Apache Airflow's scheduler-side deadline-reference decoder (`SerializedCustomReference.deserialize_reference`) unsafely imports and dispatches arbitrary class paths from DAG-author-controlled serialized state without an allowlist or plugin registry. This permits a DAG author to embed a custom `DeadlineReference` with a serialized form naming an attacker-controlled module path, causing the scheduler to import and instantiate that class with a live SQLAlchemy session. This deserialization of untrusted data (CWE-502) leads to potential arbitrary code execution within the scheduler process. The vulnerability is relevant in environments where DAG-author code is less trusted than the scheduler, notably default single-host deployments. The vendor recommends upgrading to Apache Airflow 3.2.2 or later.

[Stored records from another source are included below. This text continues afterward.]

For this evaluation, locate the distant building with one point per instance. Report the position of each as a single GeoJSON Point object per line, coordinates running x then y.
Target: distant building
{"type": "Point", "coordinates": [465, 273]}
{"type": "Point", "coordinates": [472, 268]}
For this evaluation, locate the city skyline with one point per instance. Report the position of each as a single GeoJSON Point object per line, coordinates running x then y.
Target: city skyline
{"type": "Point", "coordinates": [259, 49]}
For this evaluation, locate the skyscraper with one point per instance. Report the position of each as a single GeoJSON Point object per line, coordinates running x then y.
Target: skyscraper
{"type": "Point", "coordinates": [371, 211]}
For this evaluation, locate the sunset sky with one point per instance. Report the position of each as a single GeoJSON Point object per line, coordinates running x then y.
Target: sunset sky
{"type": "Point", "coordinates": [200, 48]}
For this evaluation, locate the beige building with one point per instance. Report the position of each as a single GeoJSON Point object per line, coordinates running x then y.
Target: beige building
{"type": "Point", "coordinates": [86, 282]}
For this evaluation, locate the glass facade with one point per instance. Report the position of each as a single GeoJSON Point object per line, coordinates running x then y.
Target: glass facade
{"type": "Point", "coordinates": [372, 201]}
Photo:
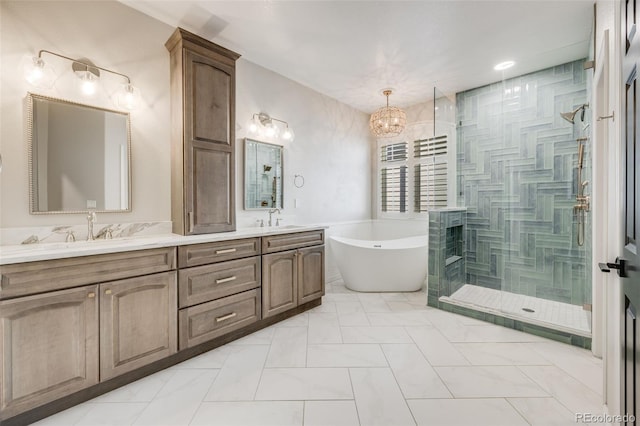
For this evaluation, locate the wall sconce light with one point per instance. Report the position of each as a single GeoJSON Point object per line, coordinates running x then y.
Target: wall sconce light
{"type": "Point", "coordinates": [263, 125]}
{"type": "Point", "coordinates": [40, 74]}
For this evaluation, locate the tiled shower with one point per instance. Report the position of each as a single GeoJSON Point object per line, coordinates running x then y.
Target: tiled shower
{"type": "Point", "coordinates": [517, 178]}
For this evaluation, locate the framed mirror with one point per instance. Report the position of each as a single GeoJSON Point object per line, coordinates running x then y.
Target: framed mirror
{"type": "Point", "coordinates": [79, 157]}
{"type": "Point", "coordinates": [262, 175]}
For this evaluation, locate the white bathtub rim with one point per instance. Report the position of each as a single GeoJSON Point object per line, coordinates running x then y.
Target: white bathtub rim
{"type": "Point", "coordinates": [393, 244]}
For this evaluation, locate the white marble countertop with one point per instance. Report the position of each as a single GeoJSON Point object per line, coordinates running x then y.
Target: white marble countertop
{"type": "Point", "coordinates": [12, 254]}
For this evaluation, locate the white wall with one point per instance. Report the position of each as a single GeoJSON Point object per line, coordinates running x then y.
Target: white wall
{"type": "Point", "coordinates": [112, 36]}
{"type": "Point", "coordinates": [420, 124]}
{"type": "Point", "coordinates": [331, 149]}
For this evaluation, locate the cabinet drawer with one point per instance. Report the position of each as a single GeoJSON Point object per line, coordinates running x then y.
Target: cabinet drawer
{"type": "Point", "coordinates": [202, 254]}
{"type": "Point", "coordinates": [274, 243]}
{"type": "Point", "coordinates": [39, 277]}
{"type": "Point", "coordinates": [204, 283]}
{"type": "Point", "coordinates": [201, 323]}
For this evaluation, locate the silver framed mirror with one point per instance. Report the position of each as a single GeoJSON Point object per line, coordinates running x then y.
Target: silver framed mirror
{"type": "Point", "coordinates": [79, 157]}
{"type": "Point", "coordinates": [262, 175]}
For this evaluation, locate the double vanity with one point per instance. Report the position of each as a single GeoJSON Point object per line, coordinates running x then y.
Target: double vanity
{"type": "Point", "coordinates": [80, 319]}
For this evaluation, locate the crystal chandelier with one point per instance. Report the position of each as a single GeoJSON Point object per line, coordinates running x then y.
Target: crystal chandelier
{"type": "Point", "coordinates": [387, 121]}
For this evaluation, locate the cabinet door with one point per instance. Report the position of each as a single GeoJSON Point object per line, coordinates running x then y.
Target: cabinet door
{"type": "Point", "coordinates": [138, 322]}
{"type": "Point", "coordinates": [279, 282]}
{"type": "Point", "coordinates": [310, 274]}
{"type": "Point", "coordinates": [49, 347]}
{"type": "Point", "coordinates": [209, 145]}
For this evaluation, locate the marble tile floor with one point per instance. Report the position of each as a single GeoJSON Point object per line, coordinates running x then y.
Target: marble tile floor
{"type": "Point", "coordinates": [364, 359]}
{"type": "Point", "coordinates": [562, 316]}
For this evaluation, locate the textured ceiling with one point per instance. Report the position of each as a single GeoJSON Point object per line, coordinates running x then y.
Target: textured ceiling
{"type": "Point", "coordinates": [351, 50]}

An attacker with the ability to supply DAG code to the scheduler can execute arbitrary code within the scheduler process by exploiting unsafe deserialization. This can lead to unauthorized actions within the Airflow environment, potentially compromising the scheduler and associated resources. The impact is limited to deployments where DAG-author code is less trusted than the scheduler process. There are no known exploits in the wild at this time.

Users should upgrade to Apache Airflow version 3.2.2 or later, where this vulnerability is addressed. No other official remediation or temporary fixes are documented. Patch status is not explicitly confirmed in the advisory, but the vendor's upgrade recommendation indicates a fix is available in 3.2.2+. Until upgraded, restrict DAG author permissions to trusted users only to reduce risk.